# Vanilla MultiHeadAttention

In [1]:
import math
from typing import Optional, Tuple

import numpy as np
import torch
import torch.nn as nn
from torch.nn import functional as F

In [2]:
n_head = 6
n_embed = 48
block_size = 8
batch_size = 4
bias = False
dropout = 0.2

x = torch.tensor(np.random.rand(batch_size, block_size, n_embed), dtype=torch.float32)
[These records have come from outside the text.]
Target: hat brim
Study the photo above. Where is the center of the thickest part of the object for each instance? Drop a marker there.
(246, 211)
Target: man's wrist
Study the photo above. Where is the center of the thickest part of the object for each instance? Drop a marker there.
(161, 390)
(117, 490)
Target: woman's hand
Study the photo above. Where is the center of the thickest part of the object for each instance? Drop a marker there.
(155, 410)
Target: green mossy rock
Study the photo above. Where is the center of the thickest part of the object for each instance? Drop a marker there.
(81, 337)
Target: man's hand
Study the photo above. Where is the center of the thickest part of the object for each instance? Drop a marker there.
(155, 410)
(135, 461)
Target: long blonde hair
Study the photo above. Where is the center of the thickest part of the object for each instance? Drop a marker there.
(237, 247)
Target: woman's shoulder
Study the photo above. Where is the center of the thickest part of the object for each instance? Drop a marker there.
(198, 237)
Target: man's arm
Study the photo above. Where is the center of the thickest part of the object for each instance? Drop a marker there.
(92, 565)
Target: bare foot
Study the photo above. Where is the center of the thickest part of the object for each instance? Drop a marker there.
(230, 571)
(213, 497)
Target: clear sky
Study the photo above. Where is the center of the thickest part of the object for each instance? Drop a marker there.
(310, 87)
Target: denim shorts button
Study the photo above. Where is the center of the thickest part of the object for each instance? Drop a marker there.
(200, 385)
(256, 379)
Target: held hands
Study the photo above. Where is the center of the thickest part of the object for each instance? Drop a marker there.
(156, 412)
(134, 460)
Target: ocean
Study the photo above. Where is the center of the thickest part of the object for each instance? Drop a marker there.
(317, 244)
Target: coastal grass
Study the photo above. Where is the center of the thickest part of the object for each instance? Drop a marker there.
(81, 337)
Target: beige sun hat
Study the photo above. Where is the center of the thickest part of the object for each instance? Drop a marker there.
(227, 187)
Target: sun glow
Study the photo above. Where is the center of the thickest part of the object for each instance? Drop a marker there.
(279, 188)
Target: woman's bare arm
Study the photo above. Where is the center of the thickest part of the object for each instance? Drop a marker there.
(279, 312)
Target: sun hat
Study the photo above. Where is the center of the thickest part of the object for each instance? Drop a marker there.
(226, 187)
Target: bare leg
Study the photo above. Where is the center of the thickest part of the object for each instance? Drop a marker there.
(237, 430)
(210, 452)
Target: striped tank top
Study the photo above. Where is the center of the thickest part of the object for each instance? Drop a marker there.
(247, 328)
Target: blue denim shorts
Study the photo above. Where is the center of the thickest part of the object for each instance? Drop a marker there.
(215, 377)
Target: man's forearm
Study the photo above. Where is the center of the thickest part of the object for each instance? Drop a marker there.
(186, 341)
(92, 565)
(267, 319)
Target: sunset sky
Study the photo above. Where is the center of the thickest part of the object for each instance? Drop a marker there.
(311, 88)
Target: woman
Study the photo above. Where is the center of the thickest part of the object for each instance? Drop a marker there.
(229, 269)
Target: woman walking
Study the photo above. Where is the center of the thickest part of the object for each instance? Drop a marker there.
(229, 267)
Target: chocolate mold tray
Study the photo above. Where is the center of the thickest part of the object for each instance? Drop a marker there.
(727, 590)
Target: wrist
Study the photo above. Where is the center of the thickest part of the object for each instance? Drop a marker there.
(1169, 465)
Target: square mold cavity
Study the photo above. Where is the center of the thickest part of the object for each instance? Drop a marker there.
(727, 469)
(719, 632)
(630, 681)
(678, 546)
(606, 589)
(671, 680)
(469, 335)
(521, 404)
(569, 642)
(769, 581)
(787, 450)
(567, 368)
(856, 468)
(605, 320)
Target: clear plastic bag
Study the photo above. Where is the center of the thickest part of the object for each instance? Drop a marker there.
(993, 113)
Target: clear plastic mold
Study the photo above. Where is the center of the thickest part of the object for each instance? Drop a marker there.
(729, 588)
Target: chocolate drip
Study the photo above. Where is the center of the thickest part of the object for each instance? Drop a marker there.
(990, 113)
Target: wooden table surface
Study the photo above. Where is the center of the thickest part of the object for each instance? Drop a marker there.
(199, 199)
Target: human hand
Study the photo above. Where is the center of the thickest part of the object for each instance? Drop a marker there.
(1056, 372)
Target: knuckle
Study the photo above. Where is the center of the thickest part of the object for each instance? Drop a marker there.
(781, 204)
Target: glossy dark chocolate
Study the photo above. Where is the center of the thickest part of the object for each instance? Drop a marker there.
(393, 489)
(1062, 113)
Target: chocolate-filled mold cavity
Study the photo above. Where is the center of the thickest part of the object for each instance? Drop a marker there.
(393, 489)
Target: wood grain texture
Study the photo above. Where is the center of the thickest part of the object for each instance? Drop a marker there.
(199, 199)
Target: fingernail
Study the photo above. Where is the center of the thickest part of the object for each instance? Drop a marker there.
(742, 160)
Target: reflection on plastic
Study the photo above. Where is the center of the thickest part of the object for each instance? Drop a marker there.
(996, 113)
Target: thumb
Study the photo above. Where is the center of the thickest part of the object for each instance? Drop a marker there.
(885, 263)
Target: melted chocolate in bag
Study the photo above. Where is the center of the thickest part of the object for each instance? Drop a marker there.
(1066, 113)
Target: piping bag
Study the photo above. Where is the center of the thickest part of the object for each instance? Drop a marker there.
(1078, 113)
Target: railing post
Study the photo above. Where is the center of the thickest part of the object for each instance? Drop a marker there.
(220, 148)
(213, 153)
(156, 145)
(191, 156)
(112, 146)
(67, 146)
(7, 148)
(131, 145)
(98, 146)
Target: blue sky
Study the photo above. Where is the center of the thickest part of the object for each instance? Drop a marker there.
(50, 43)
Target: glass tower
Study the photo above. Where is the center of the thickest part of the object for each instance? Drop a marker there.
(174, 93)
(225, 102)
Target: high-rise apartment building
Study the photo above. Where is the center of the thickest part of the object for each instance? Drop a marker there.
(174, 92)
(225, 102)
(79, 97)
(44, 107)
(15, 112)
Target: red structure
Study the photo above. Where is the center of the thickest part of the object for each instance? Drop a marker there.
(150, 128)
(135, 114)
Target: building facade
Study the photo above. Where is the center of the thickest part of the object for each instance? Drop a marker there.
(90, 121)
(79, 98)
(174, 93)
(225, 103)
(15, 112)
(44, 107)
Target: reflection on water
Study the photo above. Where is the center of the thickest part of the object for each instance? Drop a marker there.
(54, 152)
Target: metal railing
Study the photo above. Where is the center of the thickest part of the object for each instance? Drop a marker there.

## Learn Level 3: No Flash Attention

In [12]:
class MultiHeadAttentionL3(nn.Module):
    def __init__(self, block_size, n_head, n_embed, bias, dropout):
        super().__init__()
        assert n_embed % n_head == 0

        self.block_size = block_size
        self.n_head = n_head
        self.n_embed = n_embed
        self.bias = bias
        self.dropout = dropout

        self.c_attn = nn.Linear(n_embed, 3 * n_embed, bias=bias)
        self.c_proj = nn.Linear(n_embed, n_embed, bias=bias)
        self.attn_dropout = nn.Dropout(dropout)
        self.residual_dropout = nn.Dropout(dropout)

        ltm = torch.tril(torch.ones(self.block_size, self.block_size)).view(
            1, 1, self.block_size, self.block_size
        )
        self.register_buffer("causal_mask", ltm)

    def forward(self, x):
        B, T, C = x.size()
        assert C == self.n_embed

        q, k, v = self.c_attn(x).split(
            self.n_embed, dim=2
        )  # B, T, C @ C, 3 x C ; O(BTC^2)
        q = q.view(B, T, self.n_head, C // self.n_head).transpose(1, 2)
        k = k.view(B, T, self.n_head, C // self.n_head).transpose(1, 2)
        v = v.view(B, T, self.n_head, C // self.n_head).transpose(1, 2)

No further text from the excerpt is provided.